While the workers claimed today that their 12-day walkout — not sanctioned by Histadrut — achieved its purpose by forcing out the government-appointed management in which they no longer had confidence, others believe the departure of Shavit is a setback to the process of solving the air carrier’s serious financial difficulties.

Shavit, an industrialist who heads the Israel Manufacturers Association, is credited with having done much during his two years as El Al’s chairman to reduce its debts and set it on the road to financial solvency. Observers fear his departure may have halted and possibly reversed the recovery program he instituted.

‘THE END OF FEUDALISM’

But a spokesman for the El Al workers committees said Shavit’s resignation marked “the end of feudalism” in the company. Transport Minister Haim Corfu, on the other hand, was reported to be urging Premier Menachem Begin to appeal to Shavit to withdraw his resignation. Shavit has insisted so far that he would not. Arnold Sherman, an El Al spokesman and one of the board members who resigned, said the question was “who is running the airline — management or workers committees?”

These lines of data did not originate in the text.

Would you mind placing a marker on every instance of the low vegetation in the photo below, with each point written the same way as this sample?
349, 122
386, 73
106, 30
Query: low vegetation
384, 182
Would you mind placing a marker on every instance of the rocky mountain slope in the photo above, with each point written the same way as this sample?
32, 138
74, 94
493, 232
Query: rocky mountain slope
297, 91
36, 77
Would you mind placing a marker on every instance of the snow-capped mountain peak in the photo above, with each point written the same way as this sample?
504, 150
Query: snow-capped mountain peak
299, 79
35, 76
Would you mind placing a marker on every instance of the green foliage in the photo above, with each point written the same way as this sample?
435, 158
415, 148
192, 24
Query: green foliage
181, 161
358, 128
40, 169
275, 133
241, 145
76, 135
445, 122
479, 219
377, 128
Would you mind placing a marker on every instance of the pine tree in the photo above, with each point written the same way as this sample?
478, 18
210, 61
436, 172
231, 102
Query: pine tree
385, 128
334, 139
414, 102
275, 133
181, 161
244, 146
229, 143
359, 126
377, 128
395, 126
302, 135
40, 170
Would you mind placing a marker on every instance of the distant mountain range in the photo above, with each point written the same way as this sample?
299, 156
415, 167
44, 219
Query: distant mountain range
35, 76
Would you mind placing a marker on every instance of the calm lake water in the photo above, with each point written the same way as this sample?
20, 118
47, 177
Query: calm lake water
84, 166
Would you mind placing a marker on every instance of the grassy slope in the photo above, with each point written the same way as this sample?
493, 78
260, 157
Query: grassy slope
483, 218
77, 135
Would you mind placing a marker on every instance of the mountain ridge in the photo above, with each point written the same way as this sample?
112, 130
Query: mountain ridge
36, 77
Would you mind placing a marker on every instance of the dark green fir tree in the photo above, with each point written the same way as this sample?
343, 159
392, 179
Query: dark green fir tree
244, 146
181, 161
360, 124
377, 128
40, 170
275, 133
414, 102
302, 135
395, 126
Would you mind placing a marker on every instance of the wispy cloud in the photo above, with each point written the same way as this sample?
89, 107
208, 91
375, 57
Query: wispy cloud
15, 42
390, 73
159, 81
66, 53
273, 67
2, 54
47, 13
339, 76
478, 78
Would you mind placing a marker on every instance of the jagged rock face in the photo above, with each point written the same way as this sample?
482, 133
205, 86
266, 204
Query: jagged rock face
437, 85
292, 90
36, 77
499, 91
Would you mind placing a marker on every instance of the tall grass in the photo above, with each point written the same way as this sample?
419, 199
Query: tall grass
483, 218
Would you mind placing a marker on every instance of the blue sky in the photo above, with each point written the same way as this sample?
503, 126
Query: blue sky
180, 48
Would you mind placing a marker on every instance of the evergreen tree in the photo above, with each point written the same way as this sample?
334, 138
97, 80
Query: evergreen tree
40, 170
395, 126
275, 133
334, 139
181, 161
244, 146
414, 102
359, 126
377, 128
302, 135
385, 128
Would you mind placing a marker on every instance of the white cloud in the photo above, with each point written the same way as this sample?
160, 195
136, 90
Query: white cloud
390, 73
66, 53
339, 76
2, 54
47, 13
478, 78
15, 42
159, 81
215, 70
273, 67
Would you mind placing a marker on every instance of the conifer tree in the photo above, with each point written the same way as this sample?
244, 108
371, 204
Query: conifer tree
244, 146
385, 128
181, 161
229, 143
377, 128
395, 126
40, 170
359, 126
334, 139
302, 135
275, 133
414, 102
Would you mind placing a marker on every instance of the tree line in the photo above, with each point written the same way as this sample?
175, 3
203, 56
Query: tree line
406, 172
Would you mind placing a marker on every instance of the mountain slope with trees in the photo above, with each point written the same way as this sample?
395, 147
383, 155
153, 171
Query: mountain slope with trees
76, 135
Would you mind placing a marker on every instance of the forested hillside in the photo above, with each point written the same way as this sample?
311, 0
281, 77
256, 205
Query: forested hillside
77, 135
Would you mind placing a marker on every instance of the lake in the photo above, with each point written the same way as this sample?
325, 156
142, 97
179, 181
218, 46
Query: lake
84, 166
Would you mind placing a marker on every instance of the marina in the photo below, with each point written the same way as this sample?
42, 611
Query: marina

Normal service has yet to be restored and some members of management expressed concern today that the strike and apparent anarchy within the company would frighten off many would-be passengers. The strike ended when workers agreed to proposals by Deputy Premier David Levy, the nature of which are still unclear.

Labor circles charged that Levy’s intervention in the dispute without consultations with management undermined the role of Histadrut as a bargaining agent and disrupted the normal system of labor-management relations. Some observers said that was Levy’s intention. As Likud’s senior representative in Histadrut, he has long sought to reduce the power of the Labor Party-dominated trade union federation, they said.